El principio fundamental de la nueva ley de la carrera pública magisterial debe ser lograr buenos profesores para nuestros alumnos y conseguir que ser docente en la escuela pública resulte una opción atractiva.
En tal sentido, la ley debe eliminar cualquier resquicio que favorezca a aquellos que solo buscan atornillarse en su puesto sin tener las condiciones. Como en cualquier otra profesión, un profesor incompetente debe ser despedido. Esto solo será posible con una norma cuyo eje principal sea la meritocracia.
El primer tramo en esta cruzada a favor de la calidad educativa ya fue logrado cuando el Ministerio de Educación logró restaurar el principio de autoridad en el sector y pudo evaluar a los maestros. Ello también significó una derrota de la politizada y reaccionaria cúpula del Sutep y su subsecuente debilitamiento.

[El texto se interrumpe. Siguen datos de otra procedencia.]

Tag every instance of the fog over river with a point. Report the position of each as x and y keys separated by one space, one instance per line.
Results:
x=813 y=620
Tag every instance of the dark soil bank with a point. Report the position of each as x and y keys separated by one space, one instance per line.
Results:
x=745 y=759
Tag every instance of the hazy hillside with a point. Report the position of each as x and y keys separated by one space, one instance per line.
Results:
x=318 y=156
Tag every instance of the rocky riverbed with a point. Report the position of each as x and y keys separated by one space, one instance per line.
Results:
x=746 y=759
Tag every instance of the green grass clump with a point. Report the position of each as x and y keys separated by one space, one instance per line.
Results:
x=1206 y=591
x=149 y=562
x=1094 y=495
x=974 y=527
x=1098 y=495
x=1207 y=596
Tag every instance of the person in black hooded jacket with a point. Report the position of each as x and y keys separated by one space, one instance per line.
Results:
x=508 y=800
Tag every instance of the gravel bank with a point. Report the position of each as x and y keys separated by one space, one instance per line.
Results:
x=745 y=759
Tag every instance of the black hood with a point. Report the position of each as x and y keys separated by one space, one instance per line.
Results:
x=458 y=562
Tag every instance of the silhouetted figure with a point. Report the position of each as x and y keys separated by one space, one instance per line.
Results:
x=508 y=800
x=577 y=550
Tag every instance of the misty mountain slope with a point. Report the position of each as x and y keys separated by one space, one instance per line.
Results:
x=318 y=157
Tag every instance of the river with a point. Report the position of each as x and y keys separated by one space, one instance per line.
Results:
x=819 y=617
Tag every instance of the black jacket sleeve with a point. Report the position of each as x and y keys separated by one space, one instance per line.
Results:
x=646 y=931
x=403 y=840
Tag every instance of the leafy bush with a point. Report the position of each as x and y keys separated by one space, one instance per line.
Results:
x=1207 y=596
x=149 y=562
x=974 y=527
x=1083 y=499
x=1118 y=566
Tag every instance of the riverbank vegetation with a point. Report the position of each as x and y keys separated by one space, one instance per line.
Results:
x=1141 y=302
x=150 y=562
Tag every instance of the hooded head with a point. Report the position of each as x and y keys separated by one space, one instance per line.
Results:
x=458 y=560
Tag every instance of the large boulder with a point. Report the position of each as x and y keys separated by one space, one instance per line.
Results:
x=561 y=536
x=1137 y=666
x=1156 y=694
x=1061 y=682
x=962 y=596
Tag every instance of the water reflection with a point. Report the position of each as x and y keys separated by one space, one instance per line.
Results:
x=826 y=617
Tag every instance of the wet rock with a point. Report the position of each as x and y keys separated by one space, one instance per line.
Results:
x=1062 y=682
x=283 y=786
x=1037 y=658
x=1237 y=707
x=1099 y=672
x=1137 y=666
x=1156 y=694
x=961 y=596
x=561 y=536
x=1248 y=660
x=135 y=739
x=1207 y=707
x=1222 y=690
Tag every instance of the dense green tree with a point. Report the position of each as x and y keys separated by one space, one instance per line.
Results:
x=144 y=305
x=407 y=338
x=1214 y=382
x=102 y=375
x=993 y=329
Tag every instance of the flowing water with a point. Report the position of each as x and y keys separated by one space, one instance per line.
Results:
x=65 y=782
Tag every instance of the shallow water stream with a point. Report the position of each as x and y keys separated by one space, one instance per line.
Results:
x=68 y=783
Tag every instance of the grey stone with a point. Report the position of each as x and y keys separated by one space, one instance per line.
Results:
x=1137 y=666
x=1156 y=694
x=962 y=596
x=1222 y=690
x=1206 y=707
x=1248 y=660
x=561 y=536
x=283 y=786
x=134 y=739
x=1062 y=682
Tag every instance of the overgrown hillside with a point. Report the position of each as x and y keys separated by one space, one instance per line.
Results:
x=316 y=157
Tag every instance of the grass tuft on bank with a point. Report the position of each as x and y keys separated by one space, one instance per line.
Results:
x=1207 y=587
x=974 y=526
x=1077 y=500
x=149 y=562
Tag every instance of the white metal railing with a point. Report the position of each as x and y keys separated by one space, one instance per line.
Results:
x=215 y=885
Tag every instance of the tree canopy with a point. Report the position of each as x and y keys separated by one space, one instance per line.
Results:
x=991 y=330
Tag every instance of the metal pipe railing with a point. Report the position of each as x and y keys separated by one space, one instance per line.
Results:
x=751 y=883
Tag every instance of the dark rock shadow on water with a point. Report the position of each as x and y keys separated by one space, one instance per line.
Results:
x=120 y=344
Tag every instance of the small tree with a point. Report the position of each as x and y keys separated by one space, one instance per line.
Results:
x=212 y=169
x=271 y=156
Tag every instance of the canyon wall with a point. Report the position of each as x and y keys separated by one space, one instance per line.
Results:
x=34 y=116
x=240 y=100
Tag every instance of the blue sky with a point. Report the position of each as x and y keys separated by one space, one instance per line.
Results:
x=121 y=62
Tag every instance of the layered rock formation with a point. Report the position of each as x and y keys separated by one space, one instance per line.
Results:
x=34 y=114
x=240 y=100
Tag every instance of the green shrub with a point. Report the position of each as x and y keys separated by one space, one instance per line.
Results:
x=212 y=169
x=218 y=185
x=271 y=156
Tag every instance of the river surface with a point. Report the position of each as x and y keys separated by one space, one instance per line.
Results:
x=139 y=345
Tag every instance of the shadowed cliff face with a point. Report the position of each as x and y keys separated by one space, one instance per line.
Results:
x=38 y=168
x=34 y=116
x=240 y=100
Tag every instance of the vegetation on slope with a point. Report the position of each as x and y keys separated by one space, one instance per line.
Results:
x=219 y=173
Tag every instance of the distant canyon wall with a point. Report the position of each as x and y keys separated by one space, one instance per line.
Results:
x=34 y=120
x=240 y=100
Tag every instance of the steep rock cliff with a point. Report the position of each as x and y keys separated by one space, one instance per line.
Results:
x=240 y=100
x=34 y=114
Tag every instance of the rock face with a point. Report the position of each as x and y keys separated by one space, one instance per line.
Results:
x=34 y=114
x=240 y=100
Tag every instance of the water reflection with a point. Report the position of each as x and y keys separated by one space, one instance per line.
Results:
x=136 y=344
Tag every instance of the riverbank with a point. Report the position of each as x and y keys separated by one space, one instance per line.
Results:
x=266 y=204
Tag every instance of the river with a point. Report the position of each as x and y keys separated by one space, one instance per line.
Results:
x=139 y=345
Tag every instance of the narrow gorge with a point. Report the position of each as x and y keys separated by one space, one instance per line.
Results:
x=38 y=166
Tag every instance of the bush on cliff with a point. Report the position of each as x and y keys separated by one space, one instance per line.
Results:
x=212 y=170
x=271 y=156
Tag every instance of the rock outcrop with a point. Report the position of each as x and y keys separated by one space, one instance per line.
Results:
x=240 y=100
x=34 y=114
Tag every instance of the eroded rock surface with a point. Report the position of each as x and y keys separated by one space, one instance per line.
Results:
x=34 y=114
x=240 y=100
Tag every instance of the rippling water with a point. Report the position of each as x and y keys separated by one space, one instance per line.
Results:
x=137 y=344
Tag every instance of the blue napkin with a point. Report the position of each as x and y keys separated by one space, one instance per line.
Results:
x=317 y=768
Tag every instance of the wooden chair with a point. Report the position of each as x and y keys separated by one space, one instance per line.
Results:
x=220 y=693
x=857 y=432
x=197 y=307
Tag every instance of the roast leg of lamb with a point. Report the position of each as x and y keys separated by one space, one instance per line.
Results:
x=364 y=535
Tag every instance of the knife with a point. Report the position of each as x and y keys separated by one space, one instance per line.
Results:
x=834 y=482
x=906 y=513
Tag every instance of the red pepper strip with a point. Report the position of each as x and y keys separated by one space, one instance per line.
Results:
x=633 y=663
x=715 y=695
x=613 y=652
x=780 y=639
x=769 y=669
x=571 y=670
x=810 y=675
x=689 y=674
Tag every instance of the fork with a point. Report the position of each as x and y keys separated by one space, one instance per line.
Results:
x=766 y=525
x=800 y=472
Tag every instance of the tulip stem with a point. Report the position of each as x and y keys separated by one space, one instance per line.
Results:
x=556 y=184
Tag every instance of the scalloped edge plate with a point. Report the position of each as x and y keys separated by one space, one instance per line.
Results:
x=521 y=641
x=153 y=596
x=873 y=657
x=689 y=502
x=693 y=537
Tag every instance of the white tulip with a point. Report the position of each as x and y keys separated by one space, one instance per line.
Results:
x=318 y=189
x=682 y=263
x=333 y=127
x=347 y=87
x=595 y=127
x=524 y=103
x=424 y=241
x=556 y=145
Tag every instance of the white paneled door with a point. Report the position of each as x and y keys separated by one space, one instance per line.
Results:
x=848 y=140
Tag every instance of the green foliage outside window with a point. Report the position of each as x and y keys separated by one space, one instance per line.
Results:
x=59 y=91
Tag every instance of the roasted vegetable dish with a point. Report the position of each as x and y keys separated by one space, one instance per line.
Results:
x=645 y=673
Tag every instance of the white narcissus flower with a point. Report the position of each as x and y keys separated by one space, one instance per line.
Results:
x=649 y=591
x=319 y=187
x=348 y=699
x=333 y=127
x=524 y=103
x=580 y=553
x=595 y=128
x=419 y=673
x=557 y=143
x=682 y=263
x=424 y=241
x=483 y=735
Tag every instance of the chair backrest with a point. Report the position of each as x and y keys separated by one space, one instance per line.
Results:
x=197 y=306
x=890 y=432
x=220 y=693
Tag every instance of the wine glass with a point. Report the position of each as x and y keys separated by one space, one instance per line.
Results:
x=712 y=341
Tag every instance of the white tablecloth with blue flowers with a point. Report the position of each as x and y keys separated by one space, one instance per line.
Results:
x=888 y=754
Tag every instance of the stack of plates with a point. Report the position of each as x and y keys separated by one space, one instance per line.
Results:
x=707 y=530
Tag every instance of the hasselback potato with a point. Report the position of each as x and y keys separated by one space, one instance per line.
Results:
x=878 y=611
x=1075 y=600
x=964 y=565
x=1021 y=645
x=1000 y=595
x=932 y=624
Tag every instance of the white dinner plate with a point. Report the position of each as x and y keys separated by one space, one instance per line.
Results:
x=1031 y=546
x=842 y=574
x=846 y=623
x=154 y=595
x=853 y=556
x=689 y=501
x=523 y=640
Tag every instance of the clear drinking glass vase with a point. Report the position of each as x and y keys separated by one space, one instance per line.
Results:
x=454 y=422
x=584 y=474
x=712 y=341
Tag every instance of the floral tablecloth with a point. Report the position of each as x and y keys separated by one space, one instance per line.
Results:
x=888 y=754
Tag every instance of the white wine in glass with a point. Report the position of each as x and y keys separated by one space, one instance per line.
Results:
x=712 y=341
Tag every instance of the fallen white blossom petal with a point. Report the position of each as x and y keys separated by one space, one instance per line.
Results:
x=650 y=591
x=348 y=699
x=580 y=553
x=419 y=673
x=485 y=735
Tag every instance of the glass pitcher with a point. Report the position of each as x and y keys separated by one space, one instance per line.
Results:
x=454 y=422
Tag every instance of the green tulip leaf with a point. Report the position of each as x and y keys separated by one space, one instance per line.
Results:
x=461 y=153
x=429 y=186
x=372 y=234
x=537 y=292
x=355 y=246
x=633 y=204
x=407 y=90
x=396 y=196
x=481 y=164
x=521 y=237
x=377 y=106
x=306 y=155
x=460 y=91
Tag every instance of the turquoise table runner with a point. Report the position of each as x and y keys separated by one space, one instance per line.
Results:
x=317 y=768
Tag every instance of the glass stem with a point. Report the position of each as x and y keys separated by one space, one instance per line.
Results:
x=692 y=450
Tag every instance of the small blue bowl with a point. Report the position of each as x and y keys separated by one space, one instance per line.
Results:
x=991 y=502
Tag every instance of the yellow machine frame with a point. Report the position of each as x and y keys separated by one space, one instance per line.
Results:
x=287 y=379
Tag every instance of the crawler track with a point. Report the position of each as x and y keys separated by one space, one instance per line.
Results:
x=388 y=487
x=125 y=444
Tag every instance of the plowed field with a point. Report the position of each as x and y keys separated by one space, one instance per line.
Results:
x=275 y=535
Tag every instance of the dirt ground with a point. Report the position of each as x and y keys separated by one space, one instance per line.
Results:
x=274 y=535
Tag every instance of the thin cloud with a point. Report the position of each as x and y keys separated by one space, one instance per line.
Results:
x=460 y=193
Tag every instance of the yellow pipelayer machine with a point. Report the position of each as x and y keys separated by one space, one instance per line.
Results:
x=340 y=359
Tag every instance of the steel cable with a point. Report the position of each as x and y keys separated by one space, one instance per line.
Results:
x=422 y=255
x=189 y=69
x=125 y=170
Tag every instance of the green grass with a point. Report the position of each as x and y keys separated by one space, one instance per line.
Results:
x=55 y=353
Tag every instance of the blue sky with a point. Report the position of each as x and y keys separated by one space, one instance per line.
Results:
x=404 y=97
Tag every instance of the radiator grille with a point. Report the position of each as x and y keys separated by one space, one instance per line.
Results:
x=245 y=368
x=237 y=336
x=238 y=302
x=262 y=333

Ahora, la siguiente etapa es una doble tarea para el Apra. No hay que olvidar que la controvertida ley del profesorado y sus modificaciones reglamentarias --que tonificaron a las huestes sutepistas-- fue impulsada durante el primer gobierno aprista, nada menos que por la hoy presidenta del Congreso, Mercedes Cabanillas. Por esta razón están obligados a legislar pensando en los millones de escolares que por muchas décadas han sufrido terriblemente las consecuencias del mal sistema y los malos maestros.
Una buena señal, respecto del proyecto que debe ser visto por el pleno, ha sido que el esperpéntico predictamen que elaboró una subcomisión haya sido corregido por la Comisión de Educación, pero todavía existen puntos por mejorar. Por lo pronto, es inconcebible aceptar que el profesor que desaprobó uno o dos exámenes siga al frente de un aula. El niño que busca aprender matemáticas o razonamiento verbal no puede ser castigado con la incompetencia de una persona que no tiene la capacidad para ser maestro.
Del otro lado, es urgente que se disminuya la intromisión ideologizada e interesada del Sutep en la evaluación de los maestros (lo que finalmente utiliza como un arma de chantaje para fungir de defensor gremial) y que se permita que profesionales competentes de otras áreas puedan incorporarse a la docencia.
Estas correcciones deben ser debatidas e incorporadas, de modo que la ley de carrera magisterial sea un cuerpo coherente y pueda entrar en vigencia y ser presupuestada para el próximo año.